On Tuesday, December 7, 2021, we took all Planning Center applications offline in response to a multi-service outage in Amazon Web Services (AWS) Northern Virginia region.
We know this outage caused a big disruption to your day and we don't take bringing down any of our products lightly, let alone the entire suite. We want to provide you with more context about what happened and why.
When you connect to a Planning Center product from your computer, phone, or tablet, you're connecting to our systems in AWS data centers in Northern Virginia. Our products span multiple data centers within that area to ensure that issues in a single data center do not cause a service disruption.

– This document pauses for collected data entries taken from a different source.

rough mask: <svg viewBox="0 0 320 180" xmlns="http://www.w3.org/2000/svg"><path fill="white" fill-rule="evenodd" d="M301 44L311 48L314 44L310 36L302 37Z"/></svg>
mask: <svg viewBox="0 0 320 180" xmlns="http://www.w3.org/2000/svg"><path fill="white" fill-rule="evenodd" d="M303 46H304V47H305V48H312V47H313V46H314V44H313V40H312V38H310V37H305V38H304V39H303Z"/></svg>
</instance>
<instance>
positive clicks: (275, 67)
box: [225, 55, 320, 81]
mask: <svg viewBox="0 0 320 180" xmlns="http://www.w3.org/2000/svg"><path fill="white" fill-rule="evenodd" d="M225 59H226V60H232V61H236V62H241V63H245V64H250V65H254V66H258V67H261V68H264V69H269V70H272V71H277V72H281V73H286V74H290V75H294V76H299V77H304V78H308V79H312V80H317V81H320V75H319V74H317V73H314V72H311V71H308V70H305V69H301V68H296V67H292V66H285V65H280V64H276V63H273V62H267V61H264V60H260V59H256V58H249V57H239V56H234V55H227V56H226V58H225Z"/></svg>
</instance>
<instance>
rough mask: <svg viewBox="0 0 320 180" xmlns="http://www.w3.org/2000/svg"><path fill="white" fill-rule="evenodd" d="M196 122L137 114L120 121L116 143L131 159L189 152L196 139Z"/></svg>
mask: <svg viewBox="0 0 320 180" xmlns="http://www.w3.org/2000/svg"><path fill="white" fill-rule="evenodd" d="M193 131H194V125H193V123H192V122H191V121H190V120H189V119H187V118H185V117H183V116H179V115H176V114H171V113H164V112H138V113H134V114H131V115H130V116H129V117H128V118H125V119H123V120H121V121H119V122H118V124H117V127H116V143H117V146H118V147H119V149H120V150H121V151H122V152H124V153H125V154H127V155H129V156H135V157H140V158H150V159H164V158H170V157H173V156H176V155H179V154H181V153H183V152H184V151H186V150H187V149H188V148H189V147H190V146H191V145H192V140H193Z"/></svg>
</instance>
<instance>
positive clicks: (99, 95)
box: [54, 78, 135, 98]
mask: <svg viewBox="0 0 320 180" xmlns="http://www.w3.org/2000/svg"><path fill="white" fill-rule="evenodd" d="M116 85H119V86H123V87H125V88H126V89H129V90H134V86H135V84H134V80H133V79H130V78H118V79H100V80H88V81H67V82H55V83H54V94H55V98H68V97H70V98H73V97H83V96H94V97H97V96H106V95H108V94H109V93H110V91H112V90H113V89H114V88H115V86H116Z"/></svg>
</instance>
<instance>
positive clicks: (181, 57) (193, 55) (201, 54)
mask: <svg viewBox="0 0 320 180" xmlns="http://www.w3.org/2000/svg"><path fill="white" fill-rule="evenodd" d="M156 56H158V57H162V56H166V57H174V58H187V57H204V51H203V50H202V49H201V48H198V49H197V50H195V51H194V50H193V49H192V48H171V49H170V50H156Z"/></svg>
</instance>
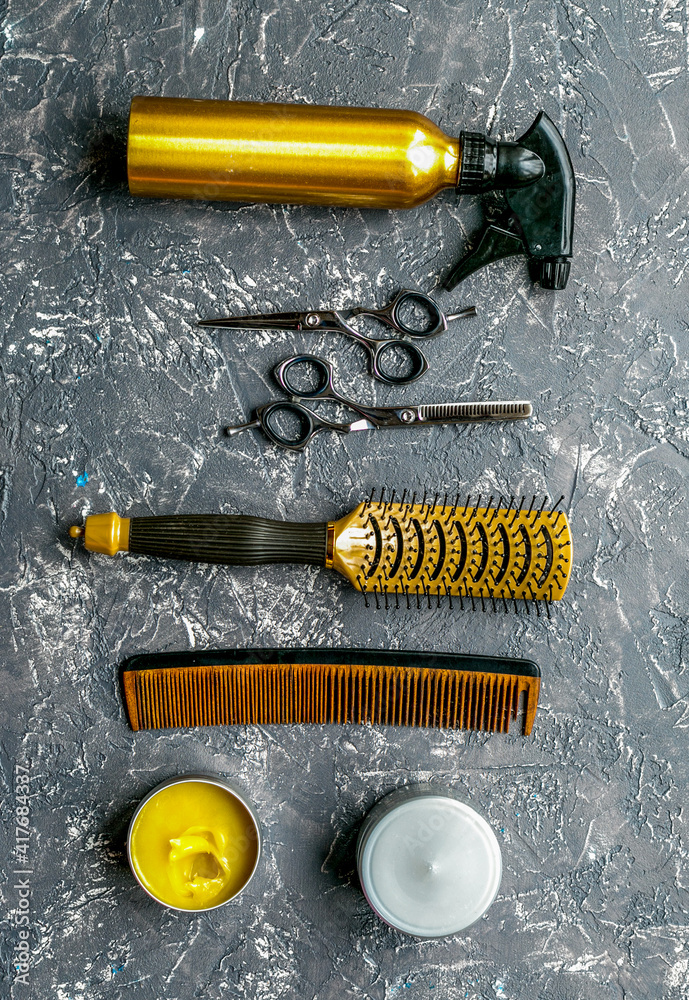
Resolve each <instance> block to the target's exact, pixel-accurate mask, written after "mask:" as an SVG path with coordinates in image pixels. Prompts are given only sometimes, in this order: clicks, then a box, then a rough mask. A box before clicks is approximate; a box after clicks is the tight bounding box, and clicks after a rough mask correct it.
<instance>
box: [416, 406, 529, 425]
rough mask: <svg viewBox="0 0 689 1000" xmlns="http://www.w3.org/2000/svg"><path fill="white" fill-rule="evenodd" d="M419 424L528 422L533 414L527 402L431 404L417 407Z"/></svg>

Unfortunately, AWS issues last Tuesday were region-wide and lasted several hours, which disrupted all of our data centers.
We use AWS's Simple Notification Service (SNS) as the plumbing for internal messaging between products and send hundreds of requests per second to the service. At around 7:30 AM Pacific, over 90% of our requests to SNS began to fail. When an event was updated in Registrations, Check-Ins wasn't getting the memo. When events were made in Registrations and Groups, Calendar had no idea about the party. This caused concern for data consistency issues where one product would never receive data from the other, so at 8:15 AM Pacific, we took all products offline.
After going offline, our inability to interact with AWS services in the region extended to several other services that we rely on and despite our persistent attempts, we weren't able to bring our applications back online until 3:15pm Pacific, followed by a full recovery at 5:00pm Pacific when all data was verified to be back in sync.
Know that we'll do everything we can to learn from this, improve our resiliency, and continue building reliable and highly-available products.